Nous voulons avoir des relations normales avec les pays de la région et nous croyons que nous pouvons constituer un pont entre l'Amérique Centrale et l'Amérique du Sud. Avec la création de l'UNASUR, c'est comme si l'Amérique Latine était coupée en deux : le Mexique et l'Amérique Centrale d'un côté, l'Amérique du Sud de l'autre. Or nous nous situons à la charnière entre l'une et l'autre. Peut-être savez-vous que les pays du MERCOSUR refusent de reconnaître le président du Honduras Porfirio Lobo, ce qui empêche le pays de siéger à l'Organisation des États américains (OEA). Nous aidons le Honduras à faire reconnaître que son président a été élu démocratiquement, afin de lever l'instabilité actuelle.

Si nous voulons entretenir de bonnes relations de coopération, nous ne cherchons pas pour autant à convaincre les États membres de l'ALBA – l'Alliance bolivarienne pour les peuples de notre Amérique – et ils ne nous convaincront pas non plus. Nos options économiques et politiques sont différentes, chacun en est conscient, mais cela ne nous empêche pas de pouvoir coopérer. Je crois que la transparence et l'honnêteté paieront.

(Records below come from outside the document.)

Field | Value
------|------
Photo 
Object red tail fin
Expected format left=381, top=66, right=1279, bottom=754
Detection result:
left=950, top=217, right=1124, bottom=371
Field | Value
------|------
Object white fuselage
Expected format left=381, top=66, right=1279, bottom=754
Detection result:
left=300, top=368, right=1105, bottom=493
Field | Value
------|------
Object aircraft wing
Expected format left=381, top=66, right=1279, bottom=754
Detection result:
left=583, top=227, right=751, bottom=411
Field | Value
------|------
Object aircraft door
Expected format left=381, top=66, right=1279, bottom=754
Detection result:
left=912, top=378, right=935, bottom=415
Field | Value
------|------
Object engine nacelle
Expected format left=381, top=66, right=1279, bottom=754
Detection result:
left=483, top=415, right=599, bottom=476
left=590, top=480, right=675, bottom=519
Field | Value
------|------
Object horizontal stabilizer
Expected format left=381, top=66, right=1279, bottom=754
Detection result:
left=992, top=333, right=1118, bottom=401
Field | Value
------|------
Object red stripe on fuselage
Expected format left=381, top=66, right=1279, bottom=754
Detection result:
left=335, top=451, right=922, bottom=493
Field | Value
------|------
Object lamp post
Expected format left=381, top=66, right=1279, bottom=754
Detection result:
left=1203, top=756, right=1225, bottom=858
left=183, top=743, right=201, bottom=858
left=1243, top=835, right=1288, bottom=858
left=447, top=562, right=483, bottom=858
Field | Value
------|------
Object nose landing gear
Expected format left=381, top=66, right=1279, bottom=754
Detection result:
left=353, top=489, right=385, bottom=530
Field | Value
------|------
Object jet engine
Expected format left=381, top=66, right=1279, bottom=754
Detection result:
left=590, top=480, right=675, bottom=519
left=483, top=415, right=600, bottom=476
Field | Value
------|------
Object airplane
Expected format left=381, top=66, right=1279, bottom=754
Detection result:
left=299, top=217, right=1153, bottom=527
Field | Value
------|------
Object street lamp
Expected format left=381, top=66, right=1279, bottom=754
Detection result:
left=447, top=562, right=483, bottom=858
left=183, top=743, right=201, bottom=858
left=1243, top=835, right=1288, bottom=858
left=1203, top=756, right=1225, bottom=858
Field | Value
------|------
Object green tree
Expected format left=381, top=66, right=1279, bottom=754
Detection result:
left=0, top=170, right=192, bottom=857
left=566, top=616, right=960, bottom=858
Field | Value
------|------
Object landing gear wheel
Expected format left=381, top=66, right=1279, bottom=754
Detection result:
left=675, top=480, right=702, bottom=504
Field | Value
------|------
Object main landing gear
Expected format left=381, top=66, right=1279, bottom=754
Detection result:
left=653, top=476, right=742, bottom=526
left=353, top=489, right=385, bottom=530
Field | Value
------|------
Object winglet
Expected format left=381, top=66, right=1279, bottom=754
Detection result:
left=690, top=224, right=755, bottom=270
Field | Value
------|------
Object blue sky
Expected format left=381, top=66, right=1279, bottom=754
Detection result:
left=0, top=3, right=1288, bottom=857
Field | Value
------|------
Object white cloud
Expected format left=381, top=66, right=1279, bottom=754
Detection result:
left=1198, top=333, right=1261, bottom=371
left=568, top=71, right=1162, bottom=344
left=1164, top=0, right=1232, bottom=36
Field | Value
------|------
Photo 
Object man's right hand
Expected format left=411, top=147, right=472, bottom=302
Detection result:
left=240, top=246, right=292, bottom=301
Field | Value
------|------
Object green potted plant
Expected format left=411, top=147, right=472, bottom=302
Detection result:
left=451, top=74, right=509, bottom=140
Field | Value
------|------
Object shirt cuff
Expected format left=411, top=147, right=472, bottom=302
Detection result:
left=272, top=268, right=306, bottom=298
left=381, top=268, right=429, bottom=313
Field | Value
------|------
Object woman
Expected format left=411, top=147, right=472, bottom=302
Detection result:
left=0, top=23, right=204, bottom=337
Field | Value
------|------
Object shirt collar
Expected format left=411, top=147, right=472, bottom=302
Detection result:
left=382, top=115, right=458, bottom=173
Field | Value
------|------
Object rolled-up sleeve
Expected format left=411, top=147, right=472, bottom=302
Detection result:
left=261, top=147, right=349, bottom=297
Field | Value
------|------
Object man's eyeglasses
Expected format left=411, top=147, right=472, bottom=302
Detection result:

Avec les États-Unis, qui nous ont apporté leur soutien dans la guerre contre les narcotrafiquants, nos relations restent excellentes. Il y a quelques semaines, le numéro deux du secrétariat d'État, M. James Steinberg, nous a rendu visite. Le traité de commerce n'est pas encore sur le bureau du Sénat, et nous ne sommes pas sûrs que le gouvernement américain soit décidé à le présenter dans les mois à venir. De toute façon, nous ne souhaitons pas limiter nos relations au commerce et à la défense. Nous avons donc étendu l'agenda aux questions d'énergie car nous avons désormais la capacité de vendre de l'énergie dans la région. Nous voulons travailler en coopération avec les États-Unis et nous pensons que nous pouvons beaucoup apporter. Il en va de même pour les sciences et technologies ou les droits humains. Pour la première fois, une grande réunion a été organisée en Colombie, en présence de nombreux fonctionnaires venant des États-Unis, pour parler d'autres sujets que le commerce et la défense. Si nous continuons à développer nos relations avec nos voisins, nous serons en mesure d'avoir un rôle accru dans la région.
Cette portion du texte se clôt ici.